Well, kalau saya bilang lima penari.. sebenarnya salah banget sih. Penari benerannya cuma ada empat. Yang satu hanya penari jadi-jadian dengan modal nekad hanya belajar nari seminggu plus kesediaan meninggalkan kuliah dua hari dan deadline tugas 170 halaman.
Itulah saya. Penari jadi-jadian.
Kata Devi, teman saya di SBM, saya anak SBM tingkat akhir paling gila karena bisa-bisanya kabur ke Solo sementara yang lain pada GRAWRRR sama tugas kuliah dan tugas a*h*r. Yah, abis kapan lagi coba saya bisa tayuban di depan orang-orang? Siapa tau ada yang mau nyawer kan lumayan tuh buat beli tengkleng dan oleh-oleh.

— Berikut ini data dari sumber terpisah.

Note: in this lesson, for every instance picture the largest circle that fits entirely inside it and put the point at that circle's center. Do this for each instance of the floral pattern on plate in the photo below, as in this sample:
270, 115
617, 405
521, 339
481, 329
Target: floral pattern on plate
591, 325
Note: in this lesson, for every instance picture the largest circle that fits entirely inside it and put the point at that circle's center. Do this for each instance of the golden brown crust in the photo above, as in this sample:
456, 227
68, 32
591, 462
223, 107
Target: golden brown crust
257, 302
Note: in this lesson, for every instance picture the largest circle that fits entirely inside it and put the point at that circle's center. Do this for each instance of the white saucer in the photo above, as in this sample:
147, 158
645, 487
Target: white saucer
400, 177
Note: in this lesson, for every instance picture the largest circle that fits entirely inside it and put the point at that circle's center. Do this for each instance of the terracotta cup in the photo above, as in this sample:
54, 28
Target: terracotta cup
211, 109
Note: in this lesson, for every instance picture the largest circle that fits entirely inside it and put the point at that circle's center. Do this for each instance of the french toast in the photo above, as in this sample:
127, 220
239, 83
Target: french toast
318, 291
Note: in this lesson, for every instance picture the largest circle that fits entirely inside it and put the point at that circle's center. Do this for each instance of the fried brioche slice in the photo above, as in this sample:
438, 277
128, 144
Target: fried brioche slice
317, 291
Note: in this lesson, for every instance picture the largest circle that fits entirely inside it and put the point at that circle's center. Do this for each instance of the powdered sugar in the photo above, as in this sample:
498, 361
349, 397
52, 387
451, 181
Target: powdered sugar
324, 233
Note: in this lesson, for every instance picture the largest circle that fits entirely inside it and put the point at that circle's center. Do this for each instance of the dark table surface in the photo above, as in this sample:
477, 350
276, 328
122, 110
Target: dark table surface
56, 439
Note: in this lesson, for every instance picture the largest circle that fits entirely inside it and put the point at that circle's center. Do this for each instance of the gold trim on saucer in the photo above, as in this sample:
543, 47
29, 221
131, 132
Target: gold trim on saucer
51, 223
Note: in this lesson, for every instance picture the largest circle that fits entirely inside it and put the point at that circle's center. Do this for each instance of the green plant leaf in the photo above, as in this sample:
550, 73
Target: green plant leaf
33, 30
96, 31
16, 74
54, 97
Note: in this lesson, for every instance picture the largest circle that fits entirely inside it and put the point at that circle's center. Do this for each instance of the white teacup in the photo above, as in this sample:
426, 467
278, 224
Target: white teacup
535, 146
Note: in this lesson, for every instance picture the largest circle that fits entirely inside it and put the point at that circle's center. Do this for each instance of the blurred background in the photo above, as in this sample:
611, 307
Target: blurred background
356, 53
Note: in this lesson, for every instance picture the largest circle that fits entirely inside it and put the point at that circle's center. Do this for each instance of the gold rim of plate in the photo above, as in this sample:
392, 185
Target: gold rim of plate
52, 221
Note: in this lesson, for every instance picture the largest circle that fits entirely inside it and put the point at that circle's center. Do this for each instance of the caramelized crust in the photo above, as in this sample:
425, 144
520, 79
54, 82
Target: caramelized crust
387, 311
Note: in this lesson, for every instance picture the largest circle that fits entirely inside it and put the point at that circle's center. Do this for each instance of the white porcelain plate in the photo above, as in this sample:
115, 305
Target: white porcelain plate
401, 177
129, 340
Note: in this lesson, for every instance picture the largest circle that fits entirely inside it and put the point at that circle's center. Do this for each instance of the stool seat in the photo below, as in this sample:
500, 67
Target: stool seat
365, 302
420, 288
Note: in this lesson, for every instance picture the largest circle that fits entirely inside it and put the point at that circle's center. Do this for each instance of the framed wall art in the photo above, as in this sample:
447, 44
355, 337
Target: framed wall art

Dan begitulah, kami ber-enam (saya, Mbak Indri, Mbak Cice, Mbak Dita, Diana, dan Om Wakhid) melewatkan delapan jam di kereta Lodaya menuju Jogja. Sepanjang perjalanan, kami membicarakan tentang perekonomian dunia, perang di Irak, eksploitasi ikan hiu yang merusak ekosistem, kasus perceraian artis… ya kaleee.. Khas tante-tante berkualitas, kami bergosip mengenang masa-masa muda ketika kami belum berkepala dua (kecuali Diana) dan membicarakan tujuan kami di masa depan (Ceileee). Sisanya ngorok deh.
Sampai Jogja, kami segera menjadi TKW-TKW yang ditampung di rumah sang Om senang… Terimakasih banyak untuk orangtua Wakhid yang sudah menyantuni kami dengan sarapan enak dan persinggahan nyaman dan air mandi yang sejuk.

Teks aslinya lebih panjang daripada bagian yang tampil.